Nate: Especially as someone who likes peaceful, narrative-driven play, I’m much more enamoured with this latest version of Stellaris. I’d spent years trying to make a proper federation happen in previous iterations, but always found that some combination of AI-culture RNG and inflexible diplomacy made it practically impossible. This time, it would have been easy as pie were it not for Nic’s (admittedly awesome) origin pick. Luckily, I’d enjoyed myself so much I went on to play most of the way through a session in single player, using an origin pick that – so, so satisfyingly – started me off as the leader of a tiny, three-species federation.
I felt like the actual business of running a federation was still a little bare-bones – beyond increasing its cohesion with envoys, and using that cohesion to customise stuff like migration policy and federation fleet contribution rules, there wasn’t a vast amount to be done with it. But combined with the new Galactic Community, and especially in light of the fact that diplomacy has always been one of Stellaris’ big weaknesses, it was a dramatic and welcome improvement.Performance has definitely been improved since the last time I got really into the game, and although I only dabbled in the ways of the laser gun, the consensus seems to be that military action is becoming both more intuitive and more tactically varied. Stellaris was never a bad game at all – it just never quite lived up to its dizzying potential.
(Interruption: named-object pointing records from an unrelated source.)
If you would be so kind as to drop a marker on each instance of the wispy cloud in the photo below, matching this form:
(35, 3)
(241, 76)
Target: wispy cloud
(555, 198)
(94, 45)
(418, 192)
Nic: I also ran a concurrent solo game, with a species of boring but friendly humans with the new ‘Common Ground’ origin pick – the same one Nate picked. By the year 2242, my Federation had reached level 3, which granted some nicely thematic, if slightly underwhelming, perks. My ships moved 10% faster in federation space, for example.
The Galactic Community had also been established, and just like in our multiplayer game, the warmongers wanted more diplomatic weight for ships, the more populous species wanted bonuses for pops, and so on. This basically encapsulated both my favourite thing about this DLC, and my biggest unfulfilled wish. Because while it absolutely amps up the amount of decisions you’ll be making on any given space year, and adds even more opportunities for roleplaying, there’s also, inevitably, a sense of cutthroat motivation underscoring it all. This is the nature of the genre, I know! It makes perfect sense the AI would want to make themselves as dominant as possible. But what I’ve always wanted from Stellaris was more ways, simply put, to be nice.
Poking around the senate right now, I’m seeing some really dramatic motions you can pass for galaxy wide demilitarisation, extradimensional research initiatives, and a lot of things that support non-domination playstyles. So I do think the DLC has more story-focused players like me and Nate in mind. I think it’s a huge leap in the direction I’d like to see Stellaris continue going.